An Extra Serving of Fruits and Veggies May Boost Heart Health
Researchers at Oxford University, UK recently conducted a study which gives yet another reason to eat your fruits and vegetables; they may slash the risk of heart disease. The study was published in the January 2011 issue of the European Heart Journal.
For the study the researchers analyzed data on over 300,000 people from eight different European countries. Over an average 8.2 years of follow-up, 1,636 deaths occurred due to ischemic heart disease.
Ischemic heart disease, which is characterized by reduced blood supply to the heart, is the leading cause of death in Europe, the US and many other industrialized countries.
When the researchers looked into the dietary habits of the participants, they found an impressive 22% reduction in the risk of ischemic heart disease among participants who consumed 8 or more servings of vegetables daily compared to those who ate less than 2.

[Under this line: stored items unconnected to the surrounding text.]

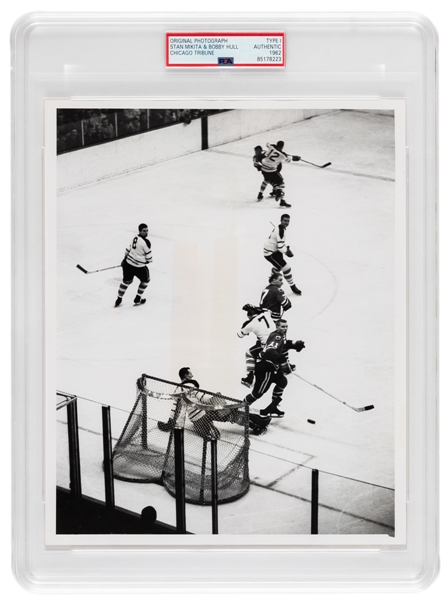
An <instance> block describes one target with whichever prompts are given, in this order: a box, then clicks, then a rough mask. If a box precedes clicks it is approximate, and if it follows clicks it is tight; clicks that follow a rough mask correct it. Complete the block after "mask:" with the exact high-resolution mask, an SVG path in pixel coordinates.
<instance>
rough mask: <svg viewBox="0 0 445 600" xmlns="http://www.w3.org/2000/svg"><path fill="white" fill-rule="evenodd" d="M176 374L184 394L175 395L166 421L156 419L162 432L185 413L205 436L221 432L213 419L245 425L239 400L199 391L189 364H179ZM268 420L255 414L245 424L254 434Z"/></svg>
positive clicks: (144, 383) (262, 429)
mask: <svg viewBox="0 0 445 600" xmlns="http://www.w3.org/2000/svg"><path fill="white" fill-rule="evenodd" d="M179 376H180V377H181V384H180V386H178V388H177V391H179V392H181V391H182V392H184V393H183V394H181V395H179V394H178V395H177V396H176V400H175V403H174V406H173V407H172V409H171V413H170V417H169V419H168V421H167V422H162V421H159V422H158V428H159V429H160V430H161V431H171V430H172V429H174V427H175V425H177V424H178V425H179V424H180V423H181V421H182V422H184V421H185V416H186V414H187V416H188V418H189V419H190V421H191V422H192V424H193V429H194V431H195V432H196V433H197V434H198V435H199V436H201V437H203V438H205V439H219V437H220V432H219V430H218V429H217V427H215V425H214V424H213V421H219V422H229V423H233V424H236V425H240V426H241V427H244V426H245V424H246V418H247V413H246V412H245V409H244V406H243V405H242V404H241V403H240V405H239V406H236V405H235V406H233V405H230V404H229V403H228V402H227V401H226V400H225V399H224V397H223V396H222V395H221V394H210V393H208V392H204V391H202V390H199V383H198V382H197V381H196V379H194V377H193V374H192V372H191V370H190V368H189V367H182V368H181V369H180V370H179ZM137 385H138V387H139V389H143V387H144V386H145V383H144V379H143V376H142V377H141V378H140V379H138V382H137ZM141 386H142V387H141ZM240 408H242V410H240ZM270 421H271V419H270V417H268V416H261V415H255V414H249V416H248V424H249V427H250V429H251V432H252V433H253V434H256V433H257V431H258V428H259V429H260V430H261V431H262V430H263V429H264V430H265V428H266V427H267V426H268V425H269V423H270Z"/></svg>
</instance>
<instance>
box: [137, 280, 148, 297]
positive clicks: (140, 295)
mask: <svg viewBox="0 0 445 600" xmlns="http://www.w3.org/2000/svg"><path fill="white" fill-rule="evenodd" d="M147 286H148V283H145V282H142V281H141V283H140V284H139V287H138V291H137V295H138V296H142V294H143V293H144V292H145V290H146V289H147Z"/></svg>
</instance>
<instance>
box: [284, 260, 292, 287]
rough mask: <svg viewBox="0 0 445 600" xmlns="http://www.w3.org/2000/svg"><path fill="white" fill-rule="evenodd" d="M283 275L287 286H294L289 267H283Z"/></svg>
mask: <svg viewBox="0 0 445 600" xmlns="http://www.w3.org/2000/svg"><path fill="white" fill-rule="evenodd" d="M283 275H284V279H285V280H286V281H287V283H288V284H289V285H291V286H292V285H294V280H293V278H292V271H291V268H290V267H289V265H287V266H286V267H284V269H283Z"/></svg>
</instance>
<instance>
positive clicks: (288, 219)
mask: <svg viewBox="0 0 445 600" xmlns="http://www.w3.org/2000/svg"><path fill="white" fill-rule="evenodd" d="M289 223H290V216H289V215H288V214H284V215H281V219H280V224H279V225H278V226H277V227H274V228H273V230H272V233H271V234H270V236H269V237H268V238H267V240H266V242H265V244H264V248H263V253H264V258H265V259H266V260H267V261H269V262H270V264H271V265H272V274H274V273H280V272H283V275H284V278H285V279H286V281H287V283H288V284H289V285H290V289H291V290H292V291H293V293H294V294H297V296H301V290H299V289H298V288H297V286H296V285H295V284H294V280H293V278H292V271H291V268H290V266H289V265H288V264H287V262H286V261H285V260H284V256H288V257H289V258H292V257H293V255H294V254H293V252H292V250H291V249H290V246H288V245H287V244H286V229H287V228H288V226H289Z"/></svg>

It has long been known that consuming the recommended 5 servings of fruits and vegetables a day can help lower the risk of heart disease but this study shows that eating even more will have a stronger effect. Specifically, each additional serving of fruits and vegetables appeared to decrease the risk of ischemic heart disease by 4%.
Beyond fruits and vegetables, numerous foods have been shown to reduce the risk of heart disease including whole grains, foods fortified with omega-3 fatty acids and most berries.